Geltung: Wie spätere Gerichte diesen Entscheid behandelt haben, wurde nicht ausgewertet. Keiner der 141 zitierenden Entscheide wurde ausgewertet.

124 V 19

124 V 19

4. Urteil vom 23. Februar 1998 i.S. R. gegen Ausgleichskasse des Kantons Solothurn und Versicherungsgericht des Kantons Solothurn

Regeste

Art. 84 Abs. 2, Art. 97 ff., Art. 128 f. OG; Art. 65 KVG: Verordnung über die Beiträge des Bundes zur Prämienverbilligung in der Krankenversicherung vom 12. April 1995. Das kantonale Recht, welches in Ausführung von Art. 65 KVG die Prämienverbilligung in der Krankenversicherung regelt, ist autonomes kantonales Recht. Gegen letztinstanzliche kantonale Gerichtsentscheide ist daher grundsätzlich die Verwaltungsgerichtsbeschwerde ans Eidg. Versicherungsgericht nicht zulässig.

Sachverhalt

A. - R. reichte am 14. August 1996 einen Antrag auf Prämienverbilligung in der Krankenversicherung für das Jahr 1996 ein. Mit Verfügung vom 20. Dezember 1996 sprach ihm die Ausgleichskasse des Kantons Solothurn für das Jahr 1996 eine Prämienverbilligung in Höhe von Fr. 120.-- zu.

B. - Auf Beschwerde hin verneinte das Versicherungsgericht des Kantons Solothurn nach Androhung der reformatio in peius mit Entscheid vom 28. Februar 1997 einen Anspruch auf Prämienverbilligung und wies die Sache in Aufhebung der angefochtenen Kassenverfügung an die Ausgleichskasse zurück, damit diese die Frage der Rückforderung im Sinne der Erwägungen prüfe.

C. - Mit Verwaltungsgerichtsbeschwerde beantragt R. eine Prämienverbilligung in Höhe von Fr. 402.05.

Die Ausgleichskasse des Kantons Solothurn schliesst auf Abweisung der Verwaltungsgerichtsbeschwerde, während das Bundesamt für Sozialversicherung auf eine Vernehmlassung verzichtet.
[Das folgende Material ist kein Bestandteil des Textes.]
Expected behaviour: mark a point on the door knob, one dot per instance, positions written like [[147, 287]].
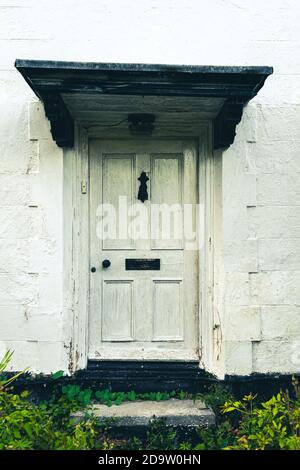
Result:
[[106, 263]]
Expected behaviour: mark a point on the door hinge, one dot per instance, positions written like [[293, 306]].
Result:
[[83, 187]]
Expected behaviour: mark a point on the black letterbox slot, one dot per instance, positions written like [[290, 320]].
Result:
[[142, 264]]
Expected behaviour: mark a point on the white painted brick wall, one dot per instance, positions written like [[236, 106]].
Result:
[[261, 170]]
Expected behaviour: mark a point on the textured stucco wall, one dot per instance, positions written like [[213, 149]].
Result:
[[258, 285]]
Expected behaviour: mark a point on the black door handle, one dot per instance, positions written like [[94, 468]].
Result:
[[106, 263]]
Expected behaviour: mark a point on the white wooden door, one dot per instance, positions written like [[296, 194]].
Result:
[[151, 311]]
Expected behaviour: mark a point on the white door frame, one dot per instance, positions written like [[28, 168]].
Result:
[[77, 267]]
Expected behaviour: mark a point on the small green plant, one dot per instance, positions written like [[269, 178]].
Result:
[[4, 362], [273, 424]]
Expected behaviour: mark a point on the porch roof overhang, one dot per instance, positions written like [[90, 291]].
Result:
[[230, 87]]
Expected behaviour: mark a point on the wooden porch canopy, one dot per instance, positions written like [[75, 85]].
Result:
[[230, 87]]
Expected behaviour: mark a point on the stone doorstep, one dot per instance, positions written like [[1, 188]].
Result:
[[177, 413]]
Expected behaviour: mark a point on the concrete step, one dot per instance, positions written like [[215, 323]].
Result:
[[177, 413]]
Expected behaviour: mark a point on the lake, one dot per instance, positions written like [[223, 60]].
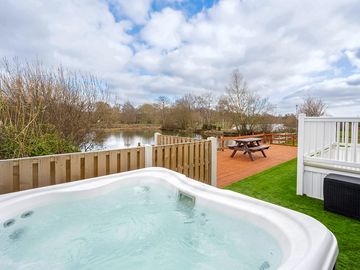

D. - Das Eidg. Versicherungsgericht eröffnete am 25. Juni 1997 mit dem Schweizerischen Bundesgericht einen Meinungsaustausch über die Frage der Zuständigkeit.

Erwägungen

Das Eidg. Versicherungsgericht zieht in Erwägung:

1. Gemäss Art. 128 OG beurteilt das Eidg. Versicherungsgericht letztinstanzlich Verwaltungsgerichtsbeschwerden gegen Verfügungen im Sinne von Art. 97, 98 lit. b-h und 98a OG auf dem Gebiet der Sozialversicherung. Hinsichtlich des Begriffs der mit Verwaltungsgerichtsbeschwerde anfechtbaren Verfügungen verweist Art. 97 OG auf Art. 5 VwVG. Nach Art. 5 Abs. 1 VwVG gelten als Verfügungen Anordnungen der Behörden im Einzelfall, die sich auf öffentliches Recht des Bundes stützen (oder richtigerweise hätten stützen sollen; BGE 116 Ia 266 Erw. 2a) und zum Gegenstand haben: Begründung, Änderung oder Aufhebung von Rechten oder Pflichten, Feststellung des Bestehens, Nichtbestehens oder Umfanges von Rechten oder Pflichten, Abweisung von Begehren auf Begründung, Änderung, Aufhebung oder Feststellung von Rechten oder Pflichten, oder Nichteintreten auf solche Begehren (BGE 122 V 193 Erw. 1, BGE 120 V 349 Erw. 2b, je mit Hinweisen).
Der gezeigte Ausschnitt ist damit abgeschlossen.